Staying Centered in a Chaotic World

© Sandee Nebel

There’s only so much that relaxation exercises can do for us when there are outside circumstances creating stress and even panic in people around us.

One of the things you may already do, and I do this as well, is limit your exposure to the news. Yet these days it comes to us from so many sources. People want to talk about it to us, we see it on our social media feeds, and there are TVs and radios playing when we go in and out of stores or offices on our daily travels.

During these kinds of stressful times emotional eating becomes almost normalized. For those with a history of struggling with body image or disordered eating or both, it can be even more of a trigger.

What are some things you can do?

#1 – Set boundaries around checking the news

If you normally have a radio or television playing in the background, or you find yourself checking the news several times, maybe dial it down to once or twice a day. Be purposeful about when you check the news, so that you can get into the right mindset by practicing deep breathing or other relaxation exercises.

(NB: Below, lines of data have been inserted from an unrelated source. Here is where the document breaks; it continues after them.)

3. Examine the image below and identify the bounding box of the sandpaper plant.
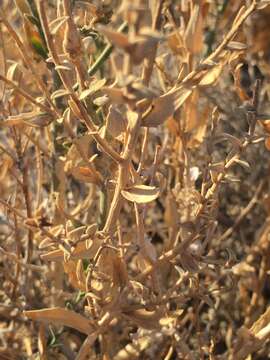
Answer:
[0,0,270,360]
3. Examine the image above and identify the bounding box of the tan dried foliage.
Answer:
[0,0,270,360]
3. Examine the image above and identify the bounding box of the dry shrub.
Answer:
[0,0,270,360]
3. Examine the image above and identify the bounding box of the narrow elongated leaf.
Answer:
[24,307,93,334]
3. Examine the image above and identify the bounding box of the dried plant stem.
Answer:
[0,11,59,117]
[14,131,33,262]
[218,182,264,243]
[0,74,54,114]
[38,0,122,162]
[103,114,141,233]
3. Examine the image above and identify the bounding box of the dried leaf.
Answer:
[122,309,161,330]
[142,87,192,127]
[40,238,101,261]
[199,63,224,86]
[24,307,94,334]
[227,41,248,51]
[105,105,127,138]
[79,78,106,100]
[121,185,159,204]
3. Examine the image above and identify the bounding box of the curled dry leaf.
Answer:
[121,185,159,204]
[99,26,162,65]
[24,307,94,334]
[199,63,224,86]
[142,87,192,127]
[105,105,127,139]
[79,78,106,100]
[70,166,103,185]
[40,238,101,261]
[121,309,162,330]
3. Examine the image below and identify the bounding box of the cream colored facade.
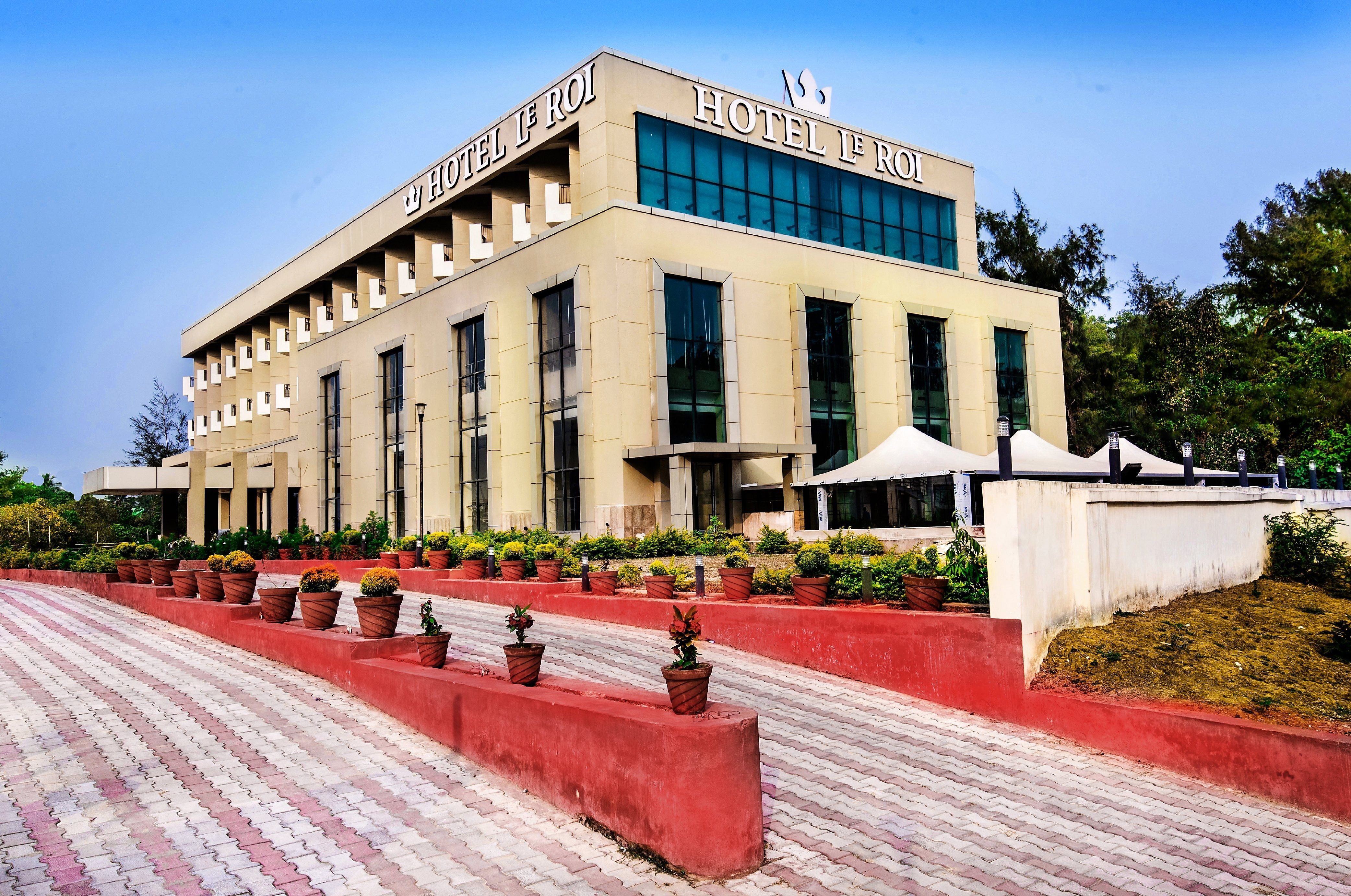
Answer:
[92,49,1066,541]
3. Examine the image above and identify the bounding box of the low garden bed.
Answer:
[1032,578,1351,735]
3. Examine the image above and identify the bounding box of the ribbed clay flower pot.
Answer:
[717,566,755,600]
[169,569,197,597]
[901,576,947,614]
[662,662,713,715]
[353,595,404,638]
[790,576,831,607]
[589,569,619,597]
[643,576,676,600]
[258,588,300,623]
[197,569,226,600]
[503,643,544,688]
[297,591,342,630]
[150,560,181,585]
[413,631,450,669]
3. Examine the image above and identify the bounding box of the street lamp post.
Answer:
[413,401,427,566]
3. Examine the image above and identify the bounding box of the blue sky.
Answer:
[0,0,1351,492]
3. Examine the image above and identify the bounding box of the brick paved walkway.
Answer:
[0,577,1351,895]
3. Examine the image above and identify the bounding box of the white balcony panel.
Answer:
[469,224,493,261]
[544,183,573,224]
[511,203,529,243]
[431,243,455,277]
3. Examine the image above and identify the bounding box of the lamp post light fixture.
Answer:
[413,401,427,566]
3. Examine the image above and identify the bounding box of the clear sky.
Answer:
[0,0,1351,493]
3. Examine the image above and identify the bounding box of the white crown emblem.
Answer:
[784,69,831,118]
[404,184,421,215]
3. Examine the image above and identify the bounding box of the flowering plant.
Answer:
[666,604,704,669]
[507,604,535,645]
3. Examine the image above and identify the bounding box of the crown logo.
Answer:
[784,69,831,118]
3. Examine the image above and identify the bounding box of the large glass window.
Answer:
[994,327,1031,430]
[539,284,582,533]
[319,373,342,533]
[380,349,405,538]
[807,299,858,473]
[666,277,727,445]
[458,318,488,533]
[909,315,953,445]
[638,113,956,270]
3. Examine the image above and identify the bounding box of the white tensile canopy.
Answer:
[801,426,998,487]
[1092,437,1237,478]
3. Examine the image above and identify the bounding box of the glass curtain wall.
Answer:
[807,299,858,473]
[539,284,582,533]
[638,113,956,270]
[380,349,405,538]
[456,318,488,533]
[666,277,727,445]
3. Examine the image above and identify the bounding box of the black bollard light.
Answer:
[994,414,1013,482]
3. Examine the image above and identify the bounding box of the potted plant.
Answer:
[662,604,713,715]
[220,550,258,604]
[423,533,451,569]
[793,545,831,607]
[717,550,755,600]
[499,542,526,581]
[197,554,226,600]
[131,545,160,585]
[113,542,136,583]
[258,577,300,623]
[353,566,404,638]
[535,542,563,583]
[297,563,342,629]
[901,545,947,612]
[503,604,544,688]
[459,542,488,578]
[413,600,450,669]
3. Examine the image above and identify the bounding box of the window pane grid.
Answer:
[638,113,956,270]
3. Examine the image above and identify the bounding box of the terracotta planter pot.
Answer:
[503,643,544,688]
[717,566,755,600]
[258,588,300,623]
[296,591,342,630]
[535,560,563,581]
[643,576,676,600]
[169,569,197,597]
[150,560,180,585]
[413,631,450,669]
[197,569,226,600]
[790,576,831,607]
[662,662,713,715]
[901,576,947,614]
[353,595,404,638]
[220,573,258,604]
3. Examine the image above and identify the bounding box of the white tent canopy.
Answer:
[801,426,998,487]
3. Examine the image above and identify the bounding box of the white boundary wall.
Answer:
[984,480,1351,681]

Select one or two news sources that are aligned with your view, though also consider listening to other sources. This can give you a fresh more perspective and help you better understand where other people’s views are coming from.

#2 – Have healthy discussions with people

You don’t necessarily need to agree about politics or the public health situation or other polarizing world events, but you can honor each other’s opinions and try to understand them, as mentioned above. That’s a healthy practice at any time, and even more important when emotions are running high.

#3 – Take quiet time for yourself

To help you stay grounded and centered, make it a priority to have some quiet time every day, or even several times a day. There are a lot of ways to take quiet time; you don’t need to be sitting at home on the floor with your legs crossed – though that is an option.

Relax with a group by attending a yoga class, religious service, or spiritual event. Or by getting out for a walk or to sit on the beach or a park bench.

You can quiet your mind by focusing on your hands, while doing a jigsaw puzzle, doodling, or crafts.

#4 – Express yourself without words

If you’re feeling some pent up emotions that are difficult to talk about, find creative ways to express them through art, poetry, journaling, music, or dance.

#5 – Ask for help

Talking to a counselor can give you an objective perspective on your thoughts. When there is so much going on, and so many people prone to hysteria, it helps a lot to talk things through.

As well, share openly with your loved ones about what’s going on in your mind, even if they don’t always say what you want them to say.

#6 – Get into action

Volunteering in your community gives you the chance to gather with like-minded people who also want to help others, better themselves, make positive change, or create something together.

#7 – Think about your future goals

In time, everything passes – both the good things and the not-so-good things. And while we can’t predict how any particular situation will turn out, it can be very healing to visualize where you’d like to be in a year or two, or longer term like five years or ten years.

What would you like to be doing professionally in your work? Where would you like to be living? What would you like in your home?

Through any big public event, daily life goes on. Balance your energy to stay connected to the world around you so that you can give and receive through these ebbs and flows.